この第二事務室の壁の傷は、今もメモリアルとして残している。壁に亀裂がはいっているのだ。他のホール、会議室の壁にも一部亀裂があったが、それらは営業上修理をしたのである。第二事務室は一般のお客様がはいらないところなので、そのままでいいや、ということになった。いまでもこの亀裂をお見せすることがあるが、この亀裂でもびっくりされる。一瞬にこのような亀裂が入ったのだから、やはり恐ろしいものだ。
●二
センター内をひとまわりしたあと、少し片づけてから家にもどった。お腹がへったのだ。電気、ガスは止まっているが、何か食べた。
娘が、学校はあるのだろうか、という。ないない、学校行く必要はないから阪急六甲、JR六甲道あたりを見に行ったほうがいい、そのあたりに友だちもいるだろうからと言った。そうしたようだ。
私はまたセンターに向かった。途中、当時市会議員の井上力さんと六甲台団地あたりであった。オートバイで団地に上がってきている。すでにだいぶ、市内をみてまわったようだ。「通電火災」が起こっているという。おそらくせっかちな住民が、早く電気を通してくれと電気会社に要求したのだろう。そして電源を入れると、物に埋まっていた電気製品から火がでたのだろう。六甲道あたりをみると、すでに三、四か所から煙があがっている。でも、消防車のサイレンは聞こえない。

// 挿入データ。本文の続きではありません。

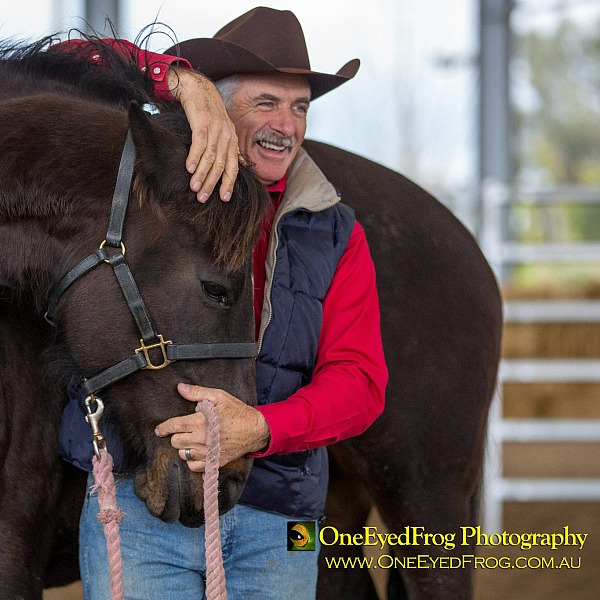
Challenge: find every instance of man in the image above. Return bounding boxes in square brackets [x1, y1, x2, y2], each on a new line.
[64, 8, 387, 600]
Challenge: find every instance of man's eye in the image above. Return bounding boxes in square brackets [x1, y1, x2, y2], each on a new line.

センターに着き、こんどは少し本格的にかたづけをした。個人の家の電話が使えないが、センターの公衆電話ならつながるのではないかと近所の人が来た。もちろんOK(確かに公衆電話は比較的つながった)。公衆電話の前に一〇円玉をおいておくと、けっこうなくなった。
実は、震災当日の電話、直後はかかっていた。最初の電話は沖縄の友人からだった。韓国からもかかってきた。NTTが近距離の電話回線を制限していたようだ。東京にもつながらないので、沖縄の友人に東京への電話をたのんだこともある。逆にセンター近辺の友人とは電話がつながらない。歩いて消息を確かめたりした。電話が普通にかかるようになるのに、二、三日かかったような気がする。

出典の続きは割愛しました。